Echoing Chris Lutz' comment, I hope the following shows that it is really straightforward to use a parser (especially if you want to be able to deal with input you have not yet seen such as <a class="external" href="...">
) rather than putting together fragile solutions using s///
.
If you are going to take the s///
route, at least be honest, do depend on href
attributes being all upper case instead of putting up an illusion of flexibility.
Edit: By popular demand ;-), here is the version using HTML::TokeParser::Simple.
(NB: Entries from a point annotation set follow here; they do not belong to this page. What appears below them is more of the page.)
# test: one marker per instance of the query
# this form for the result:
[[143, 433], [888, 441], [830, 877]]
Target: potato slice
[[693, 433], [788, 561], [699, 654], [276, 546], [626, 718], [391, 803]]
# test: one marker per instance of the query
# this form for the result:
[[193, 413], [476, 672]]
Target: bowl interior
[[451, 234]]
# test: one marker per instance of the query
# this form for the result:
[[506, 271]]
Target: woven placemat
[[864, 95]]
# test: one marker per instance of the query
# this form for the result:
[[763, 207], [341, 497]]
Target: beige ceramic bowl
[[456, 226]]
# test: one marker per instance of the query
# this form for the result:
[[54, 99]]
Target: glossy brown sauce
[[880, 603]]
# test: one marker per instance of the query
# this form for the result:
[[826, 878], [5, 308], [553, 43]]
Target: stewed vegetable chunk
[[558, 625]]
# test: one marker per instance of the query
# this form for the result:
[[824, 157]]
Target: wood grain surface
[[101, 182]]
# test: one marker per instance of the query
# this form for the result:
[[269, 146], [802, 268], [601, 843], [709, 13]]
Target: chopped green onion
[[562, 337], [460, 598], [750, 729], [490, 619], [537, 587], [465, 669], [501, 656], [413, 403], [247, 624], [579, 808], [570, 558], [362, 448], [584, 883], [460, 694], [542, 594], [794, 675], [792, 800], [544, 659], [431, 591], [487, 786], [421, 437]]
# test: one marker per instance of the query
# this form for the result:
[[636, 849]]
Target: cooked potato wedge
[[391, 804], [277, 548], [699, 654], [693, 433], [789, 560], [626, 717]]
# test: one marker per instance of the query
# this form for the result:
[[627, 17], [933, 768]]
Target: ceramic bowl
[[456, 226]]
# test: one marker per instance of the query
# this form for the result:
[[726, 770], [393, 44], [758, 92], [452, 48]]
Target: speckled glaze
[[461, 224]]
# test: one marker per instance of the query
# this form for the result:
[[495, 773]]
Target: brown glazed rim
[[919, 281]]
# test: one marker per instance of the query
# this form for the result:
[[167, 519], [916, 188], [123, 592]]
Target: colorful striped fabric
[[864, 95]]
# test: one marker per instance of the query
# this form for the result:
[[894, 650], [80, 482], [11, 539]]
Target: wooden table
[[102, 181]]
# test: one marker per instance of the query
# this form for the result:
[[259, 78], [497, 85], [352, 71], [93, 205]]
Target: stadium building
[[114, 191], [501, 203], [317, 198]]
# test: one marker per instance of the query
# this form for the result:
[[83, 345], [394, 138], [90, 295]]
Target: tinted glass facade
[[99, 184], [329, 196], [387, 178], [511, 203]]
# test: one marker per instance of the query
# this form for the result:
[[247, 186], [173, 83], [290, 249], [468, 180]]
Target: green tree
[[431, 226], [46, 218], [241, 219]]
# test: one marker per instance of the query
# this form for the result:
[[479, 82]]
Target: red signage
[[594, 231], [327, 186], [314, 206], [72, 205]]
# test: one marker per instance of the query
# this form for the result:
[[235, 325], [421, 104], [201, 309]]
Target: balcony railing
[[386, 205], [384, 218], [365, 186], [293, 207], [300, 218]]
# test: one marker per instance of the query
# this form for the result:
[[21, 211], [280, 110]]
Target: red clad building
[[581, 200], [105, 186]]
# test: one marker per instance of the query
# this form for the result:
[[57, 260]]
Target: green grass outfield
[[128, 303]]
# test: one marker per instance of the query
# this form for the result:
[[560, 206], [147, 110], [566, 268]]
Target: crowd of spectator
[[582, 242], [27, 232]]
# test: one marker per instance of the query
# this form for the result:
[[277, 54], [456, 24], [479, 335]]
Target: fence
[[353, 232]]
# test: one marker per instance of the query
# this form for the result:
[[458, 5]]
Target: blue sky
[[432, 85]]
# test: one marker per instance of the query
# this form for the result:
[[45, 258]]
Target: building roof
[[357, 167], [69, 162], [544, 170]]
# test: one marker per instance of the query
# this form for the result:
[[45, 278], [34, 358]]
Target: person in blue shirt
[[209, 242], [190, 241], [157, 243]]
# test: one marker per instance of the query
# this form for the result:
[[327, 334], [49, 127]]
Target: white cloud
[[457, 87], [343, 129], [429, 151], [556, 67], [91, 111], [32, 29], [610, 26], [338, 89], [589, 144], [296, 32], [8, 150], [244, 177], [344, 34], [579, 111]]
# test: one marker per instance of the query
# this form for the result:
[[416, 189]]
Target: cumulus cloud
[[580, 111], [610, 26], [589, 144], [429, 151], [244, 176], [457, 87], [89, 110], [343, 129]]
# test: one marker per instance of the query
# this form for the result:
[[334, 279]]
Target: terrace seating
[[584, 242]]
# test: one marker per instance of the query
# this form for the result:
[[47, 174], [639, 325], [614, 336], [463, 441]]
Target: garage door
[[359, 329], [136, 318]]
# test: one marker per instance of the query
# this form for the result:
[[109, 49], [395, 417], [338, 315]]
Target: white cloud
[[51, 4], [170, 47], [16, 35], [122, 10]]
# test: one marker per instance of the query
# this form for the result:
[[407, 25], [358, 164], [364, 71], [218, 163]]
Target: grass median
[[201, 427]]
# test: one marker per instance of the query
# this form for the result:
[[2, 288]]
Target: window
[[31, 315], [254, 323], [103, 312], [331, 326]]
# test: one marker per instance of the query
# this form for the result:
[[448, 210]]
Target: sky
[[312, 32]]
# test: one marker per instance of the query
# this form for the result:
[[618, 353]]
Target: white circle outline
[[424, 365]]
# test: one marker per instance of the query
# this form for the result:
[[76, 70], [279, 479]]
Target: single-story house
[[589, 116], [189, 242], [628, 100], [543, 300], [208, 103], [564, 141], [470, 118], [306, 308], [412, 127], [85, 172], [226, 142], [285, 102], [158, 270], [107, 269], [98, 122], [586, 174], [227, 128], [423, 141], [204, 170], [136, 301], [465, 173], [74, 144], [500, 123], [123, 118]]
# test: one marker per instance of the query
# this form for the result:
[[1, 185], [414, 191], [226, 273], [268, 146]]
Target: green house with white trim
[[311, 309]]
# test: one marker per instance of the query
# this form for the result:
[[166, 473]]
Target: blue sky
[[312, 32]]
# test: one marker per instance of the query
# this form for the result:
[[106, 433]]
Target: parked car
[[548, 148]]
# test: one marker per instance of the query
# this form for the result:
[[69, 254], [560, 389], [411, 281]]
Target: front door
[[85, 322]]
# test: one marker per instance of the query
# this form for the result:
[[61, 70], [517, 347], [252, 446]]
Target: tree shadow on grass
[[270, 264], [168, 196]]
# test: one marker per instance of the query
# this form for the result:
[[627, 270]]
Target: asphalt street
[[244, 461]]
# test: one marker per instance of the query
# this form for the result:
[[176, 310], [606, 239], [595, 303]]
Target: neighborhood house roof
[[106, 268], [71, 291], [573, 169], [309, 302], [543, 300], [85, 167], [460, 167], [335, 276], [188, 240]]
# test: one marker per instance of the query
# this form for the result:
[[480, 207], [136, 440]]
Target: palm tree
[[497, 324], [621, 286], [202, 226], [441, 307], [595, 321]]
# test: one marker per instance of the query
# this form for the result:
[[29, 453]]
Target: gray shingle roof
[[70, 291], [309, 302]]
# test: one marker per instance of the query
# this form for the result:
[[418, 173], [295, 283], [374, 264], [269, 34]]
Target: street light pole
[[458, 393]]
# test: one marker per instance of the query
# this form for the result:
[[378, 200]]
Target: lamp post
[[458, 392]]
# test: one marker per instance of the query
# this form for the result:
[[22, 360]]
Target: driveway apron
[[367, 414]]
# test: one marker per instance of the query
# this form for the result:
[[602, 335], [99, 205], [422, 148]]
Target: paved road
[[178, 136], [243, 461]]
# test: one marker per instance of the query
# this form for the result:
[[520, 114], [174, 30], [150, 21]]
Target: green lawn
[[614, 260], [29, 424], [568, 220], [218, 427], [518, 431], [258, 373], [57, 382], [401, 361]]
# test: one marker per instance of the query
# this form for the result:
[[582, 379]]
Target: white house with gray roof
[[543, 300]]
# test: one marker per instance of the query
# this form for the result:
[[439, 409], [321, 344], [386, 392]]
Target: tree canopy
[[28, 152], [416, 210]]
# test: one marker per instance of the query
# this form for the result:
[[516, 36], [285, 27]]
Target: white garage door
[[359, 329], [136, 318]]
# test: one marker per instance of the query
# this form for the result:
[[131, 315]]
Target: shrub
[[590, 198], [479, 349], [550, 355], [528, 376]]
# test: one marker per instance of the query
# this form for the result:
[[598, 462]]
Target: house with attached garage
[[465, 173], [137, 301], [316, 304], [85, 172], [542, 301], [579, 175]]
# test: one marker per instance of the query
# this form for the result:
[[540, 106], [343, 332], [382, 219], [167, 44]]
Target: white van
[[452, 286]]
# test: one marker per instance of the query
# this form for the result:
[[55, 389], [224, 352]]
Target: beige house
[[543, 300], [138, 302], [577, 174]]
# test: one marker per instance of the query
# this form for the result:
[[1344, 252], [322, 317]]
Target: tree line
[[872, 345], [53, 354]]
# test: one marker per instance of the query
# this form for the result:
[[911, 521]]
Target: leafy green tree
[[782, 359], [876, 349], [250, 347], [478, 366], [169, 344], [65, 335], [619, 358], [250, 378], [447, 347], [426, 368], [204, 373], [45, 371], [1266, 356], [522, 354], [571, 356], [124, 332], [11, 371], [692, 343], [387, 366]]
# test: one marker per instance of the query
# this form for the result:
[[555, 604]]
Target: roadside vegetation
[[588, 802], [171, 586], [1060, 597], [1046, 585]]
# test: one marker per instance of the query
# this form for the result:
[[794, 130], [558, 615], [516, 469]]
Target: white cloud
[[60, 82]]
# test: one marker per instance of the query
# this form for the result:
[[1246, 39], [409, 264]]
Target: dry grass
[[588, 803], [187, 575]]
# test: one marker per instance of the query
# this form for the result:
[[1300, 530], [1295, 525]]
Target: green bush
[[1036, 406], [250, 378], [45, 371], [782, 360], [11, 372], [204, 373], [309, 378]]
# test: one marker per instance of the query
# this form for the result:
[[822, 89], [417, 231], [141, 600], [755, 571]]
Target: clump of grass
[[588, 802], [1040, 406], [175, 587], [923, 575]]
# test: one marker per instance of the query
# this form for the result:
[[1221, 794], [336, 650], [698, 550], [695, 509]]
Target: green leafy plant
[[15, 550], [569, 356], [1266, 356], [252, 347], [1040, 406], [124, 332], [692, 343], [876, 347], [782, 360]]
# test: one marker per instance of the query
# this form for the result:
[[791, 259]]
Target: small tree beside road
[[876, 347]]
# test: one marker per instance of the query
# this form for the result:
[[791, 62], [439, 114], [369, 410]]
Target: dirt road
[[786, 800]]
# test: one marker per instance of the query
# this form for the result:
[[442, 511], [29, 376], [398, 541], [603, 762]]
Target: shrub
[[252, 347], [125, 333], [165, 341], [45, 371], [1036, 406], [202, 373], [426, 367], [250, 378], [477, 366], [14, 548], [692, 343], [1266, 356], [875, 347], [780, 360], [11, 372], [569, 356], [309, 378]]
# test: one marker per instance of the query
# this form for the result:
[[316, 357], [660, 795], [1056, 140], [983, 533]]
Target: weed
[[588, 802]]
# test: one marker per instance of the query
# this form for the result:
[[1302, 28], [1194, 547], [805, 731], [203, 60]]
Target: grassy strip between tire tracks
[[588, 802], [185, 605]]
See the edit history for the version using just HTML::TokeParser.
#!/usr/bin/perl
use strict; use warnings;
use HTML::TokeParser::Simple;
my $parser = HTML::TokeParser::Simple->new(\*DATA);
while ( my $token = $parser->get_token ) {
if ($token->is_start_tag('a')) {
my $href = $token->get_attr('href');
if (defined $href and $href !~ /^#/) {
print $parser->get_trimmed_text('/a');
$parser->get_token; # discard </a>
next;
}
}
print $token->as_is;
}
__DATA__
<a HREF="#FN1" name="01">1</a>
some other html
<a href="155.htm">No. 155
</a> <!-- end tag not necessarily on the same line -->
<a class="external" href="http://example.com">An example you
might not have considered</a>
<p>Maybe you did not consider <a
href="test.html">click here >>></a>
either</p>
Output:
C:\Temp> hjk
<a HREF="#FN1" name="01">1</a>
some other html
No. 155 <!-- end tag not necessarily on the same line -->
An example you might not have considered
<p>Maybe you did not consider click here >>>
either</p>
NB: The regex based solution you checked as ''correct'' breaks if the files that are linked to have the .html
extension rather than .htm
. Given that, I find your concern with not relying on the upper case HREF
attributes unwarranted. If you really want quick and dirty, you should not bother with anything else and you should rely on the all caps HREF
and be done with it. If, however, you want to ensure that your code works with a much larger variety of documents and for much longer, you should use a proper parser.